1000年前に壊れてしまった、昔の家族の日々を通して朧げに明らかにされていきます。

捨さつめも、九さつめに引き続き、閻禍伝説と狂乱家族の物語が交互に語られて行きます。
閻禍伝説と狂乱家族の物語がさらに密接に絡み合い、
ふとしたところで閻禍伝説の名残が知らずに現れては消えていく。
狂乱家族の物語を読んでいるにも関わらず、閻禍達が懐かし思える内容でした。

今まで語られてきた昔の世界と、今の世界の関係を想像するのが面白くてたまりません。
次巻で話がどのように進むのかが、非常に楽しみです。
遂に本性を表した!?
今回の狂乱家族日記は今までのようにはちゃめちゃな存在が現れたり、狂乱を引き起こしたりはしません!
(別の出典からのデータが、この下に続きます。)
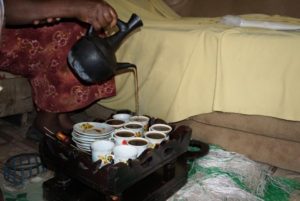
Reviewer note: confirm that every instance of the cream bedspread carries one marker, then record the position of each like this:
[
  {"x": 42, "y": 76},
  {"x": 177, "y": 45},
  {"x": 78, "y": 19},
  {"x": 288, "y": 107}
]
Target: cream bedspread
[{"x": 189, "y": 66}]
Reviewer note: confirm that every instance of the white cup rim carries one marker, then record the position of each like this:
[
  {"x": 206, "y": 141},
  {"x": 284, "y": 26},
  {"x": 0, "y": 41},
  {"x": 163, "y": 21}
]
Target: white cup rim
[
  {"x": 99, "y": 142},
  {"x": 133, "y": 122},
  {"x": 114, "y": 120},
  {"x": 124, "y": 130},
  {"x": 139, "y": 116},
  {"x": 150, "y": 132},
  {"x": 138, "y": 138},
  {"x": 131, "y": 150},
  {"x": 121, "y": 116}
]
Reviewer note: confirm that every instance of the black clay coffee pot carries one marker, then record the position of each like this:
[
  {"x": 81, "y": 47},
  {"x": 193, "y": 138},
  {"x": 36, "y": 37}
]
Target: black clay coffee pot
[{"x": 93, "y": 59}]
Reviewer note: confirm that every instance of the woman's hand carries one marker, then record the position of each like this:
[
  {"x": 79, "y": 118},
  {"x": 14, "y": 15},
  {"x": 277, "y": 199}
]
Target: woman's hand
[{"x": 98, "y": 13}]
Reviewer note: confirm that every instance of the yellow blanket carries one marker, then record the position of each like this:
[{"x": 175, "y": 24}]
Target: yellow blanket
[{"x": 189, "y": 66}]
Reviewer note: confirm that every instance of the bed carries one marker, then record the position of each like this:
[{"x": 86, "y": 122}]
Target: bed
[{"x": 222, "y": 80}]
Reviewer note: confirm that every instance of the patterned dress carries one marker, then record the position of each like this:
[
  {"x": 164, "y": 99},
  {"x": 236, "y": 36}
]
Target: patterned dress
[{"x": 40, "y": 54}]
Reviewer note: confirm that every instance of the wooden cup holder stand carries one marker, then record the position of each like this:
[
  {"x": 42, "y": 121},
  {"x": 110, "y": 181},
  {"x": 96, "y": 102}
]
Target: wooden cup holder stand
[{"x": 154, "y": 176}]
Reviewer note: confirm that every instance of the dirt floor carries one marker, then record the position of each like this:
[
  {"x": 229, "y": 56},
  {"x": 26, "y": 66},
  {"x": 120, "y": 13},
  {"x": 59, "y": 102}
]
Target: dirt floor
[{"x": 13, "y": 142}]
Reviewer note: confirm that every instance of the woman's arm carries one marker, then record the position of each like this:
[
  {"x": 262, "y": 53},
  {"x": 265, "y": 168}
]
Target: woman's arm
[{"x": 96, "y": 12}]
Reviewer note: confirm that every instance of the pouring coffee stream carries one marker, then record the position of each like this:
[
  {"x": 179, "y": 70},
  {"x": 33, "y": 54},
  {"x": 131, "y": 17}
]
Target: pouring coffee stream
[{"x": 93, "y": 59}]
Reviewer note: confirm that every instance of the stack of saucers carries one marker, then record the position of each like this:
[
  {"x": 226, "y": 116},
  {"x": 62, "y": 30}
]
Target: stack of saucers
[{"x": 84, "y": 133}]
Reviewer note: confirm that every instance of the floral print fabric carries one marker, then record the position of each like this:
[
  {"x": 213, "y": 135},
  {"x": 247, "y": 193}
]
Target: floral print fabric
[{"x": 40, "y": 54}]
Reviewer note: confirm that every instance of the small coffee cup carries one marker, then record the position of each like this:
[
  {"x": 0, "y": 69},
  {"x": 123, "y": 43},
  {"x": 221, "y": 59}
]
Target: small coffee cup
[
  {"x": 165, "y": 128},
  {"x": 122, "y": 153},
  {"x": 122, "y": 116},
  {"x": 115, "y": 123},
  {"x": 141, "y": 144},
  {"x": 136, "y": 127},
  {"x": 141, "y": 119},
  {"x": 155, "y": 137},
  {"x": 102, "y": 150},
  {"x": 121, "y": 136}
]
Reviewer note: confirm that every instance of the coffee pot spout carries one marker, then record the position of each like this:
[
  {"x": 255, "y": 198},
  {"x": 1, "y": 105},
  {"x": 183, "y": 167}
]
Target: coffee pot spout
[
  {"x": 124, "y": 29},
  {"x": 121, "y": 67}
]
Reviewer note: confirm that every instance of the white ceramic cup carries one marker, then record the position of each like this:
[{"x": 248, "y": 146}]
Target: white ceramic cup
[
  {"x": 165, "y": 128},
  {"x": 136, "y": 127},
  {"x": 122, "y": 116},
  {"x": 122, "y": 153},
  {"x": 155, "y": 137},
  {"x": 121, "y": 136},
  {"x": 141, "y": 144},
  {"x": 102, "y": 149},
  {"x": 141, "y": 119},
  {"x": 115, "y": 123}
]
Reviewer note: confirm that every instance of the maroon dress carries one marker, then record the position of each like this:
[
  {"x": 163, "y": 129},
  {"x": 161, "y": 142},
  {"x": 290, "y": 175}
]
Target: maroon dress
[{"x": 40, "y": 54}]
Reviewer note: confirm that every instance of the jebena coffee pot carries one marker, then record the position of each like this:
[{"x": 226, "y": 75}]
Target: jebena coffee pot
[{"x": 93, "y": 59}]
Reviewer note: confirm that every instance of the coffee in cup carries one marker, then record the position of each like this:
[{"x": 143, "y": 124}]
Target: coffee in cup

だが、それゆえに、物語の裏に存在する者の目的や悪意。墜ちて行ってしまう物事への絶望感が、とても強く感じられました。
今まで以上に大きく物語が動きます。
千年前の“閻禍伝説”、不解宮家の“世界会議”。
今回だけでは話は解決しないうえに、狂乱家族の活躍も少ないです。
しかし、まぁ面白かったので☆五つです。